Andazul (Spain): Several retailers are fans of this new goat’s-milk blue from Andalusia. “We can barely give blue cheese away at Bi-Rite, but this is probably the tastiest goat’s-milk blue I’ve had over the years,” says San Francisco cheesemonger Jon Fancey. Made on a small scale from the milk of the indigenous Payoya goats, Andazul is the creation of a cheesemaker who used to make Montealva. Unusually, she does not pierce the wheels to create air channels for the Penicillium to grow. Instead she aerates the curds by hand before she transfers them to molds, says importer Michele Buster of Forever Cheese. The result is mellow and plush, neither salty nor piquant—an excellent choice for customers fearful of blues but one that will also please the aficionado.

Bleu 1924 (France): An unusual mixed-milk wheel from the Auvergne region—Roquefort country—Bleu 1924 relies on sheep’s and cow’s milk in roughly equal parts. François Kerautret, a now-retired cheese importer, dreamed up the idea and persuaded HervĂ© Mons, the respected French affineur, to find a creamery to make it. “What if Roquefort and Stilton had a baby?” is how Kerautret described his vision for the cheese. The creamery, a blue cheese specialist, ships the young wheels to Mons’ aging facility and his team matures them for about three months. The 6-pound wheels have a natural rind and a creamy, spreadable interior with aromas of toasted walnut and malted barley. It is more buttery than pungent, more Stilton than Roquefort. Steve Jones, the owner of Portland’s Cheese Bar, calls it “a really cool addition” to his counter.
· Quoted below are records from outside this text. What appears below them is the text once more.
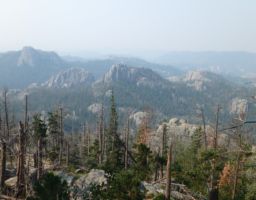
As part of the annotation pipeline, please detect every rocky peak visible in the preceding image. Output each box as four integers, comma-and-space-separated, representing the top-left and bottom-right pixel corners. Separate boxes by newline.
103, 64, 164, 86
168, 70, 227, 91
17, 46, 62, 66
42, 68, 95, 88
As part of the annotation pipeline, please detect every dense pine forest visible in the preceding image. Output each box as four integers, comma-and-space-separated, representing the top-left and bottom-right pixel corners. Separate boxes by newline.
0, 90, 256, 200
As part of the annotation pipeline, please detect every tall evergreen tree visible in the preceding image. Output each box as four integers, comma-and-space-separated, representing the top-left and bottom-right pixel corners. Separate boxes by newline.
106, 91, 124, 171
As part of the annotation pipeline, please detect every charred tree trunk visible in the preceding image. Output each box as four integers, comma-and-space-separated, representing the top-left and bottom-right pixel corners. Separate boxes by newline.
159, 124, 167, 178
59, 108, 64, 165
201, 108, 207, 150
37, 137, 43, 180
209, 105, 220, 200
231, 133, 242, 200
4, 89, 10, 141
16, 122, 26, 197
165, 144, 172, 200
124, 118, 130, 169
66, 141, 69, 166
0, 140, 6, 190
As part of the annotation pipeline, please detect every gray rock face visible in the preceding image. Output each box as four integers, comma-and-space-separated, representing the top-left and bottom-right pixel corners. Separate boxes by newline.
150, 118, 230, 152
17, 47, 63, 67
102, 64, 164, 87
168, 71, 227, 91
230, 98, 248, 117
42, 68, 95, 88
130, 111, 149, 126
The name is an insiders’ joke. Roquefort received its appellation d’origine—the first for cheese—in 1925 and the appellation rules require sheep’s milk. Before that, farmers sometimes used mixed milk.

Erborinato Sancarlone allo Zafferano (Italy): Made by a single farmer in the Piedmont region, this new cow’s-milk blue from Guffanti is perfumed with saffron. “It’s aesthetically interesting because it has that tinge of color, but it’s not super-saffrony,” says James Higgins of the Cheese Board Collective in Berkeley, Calif., where the cheese is selling well. Wheels weigh about 7 pounds and are matured for a minimum of three months. Guffanti describes the flavor as “strong and intense.” Saffron is cultivated commercially in Italy, and adding it to cheese, especially pecorino, is not unknown.

Fior d’Arancio (Italy): From Sergio Moro, a cheesemaker and ager in the Veneto, comes this seductive blue, a cow’s-milk wheel soaked in sweet Fior d’Arancio wine for a month. The steeped cheese absorbs the wine’s fruity aromas and honeyed flavor. “It tastes like blue-cheese candy,” says Andy Lax of Fresca Italia, a distributor near San Francisco. “People who are anti-blue will taste it and say, ‘Wow.’”

Le Ganix (France): This sheep’s-milk gem comes from acclaimed affineur Rodolph Le Meunier. Produced in the Basque country, it shows “all of the loveable characteristics of Basque cheeses: toasted nuts, brown butter, perfect balance,” says Emily O’Conor, gourmet cheese coordinator for Oliver’s Markets in Northern California. Weighing in at about 7 pounds, Le Ganix resembles Bleu des Basques. “It’s got a little bite but there’s a mellowness to it,” says Lax.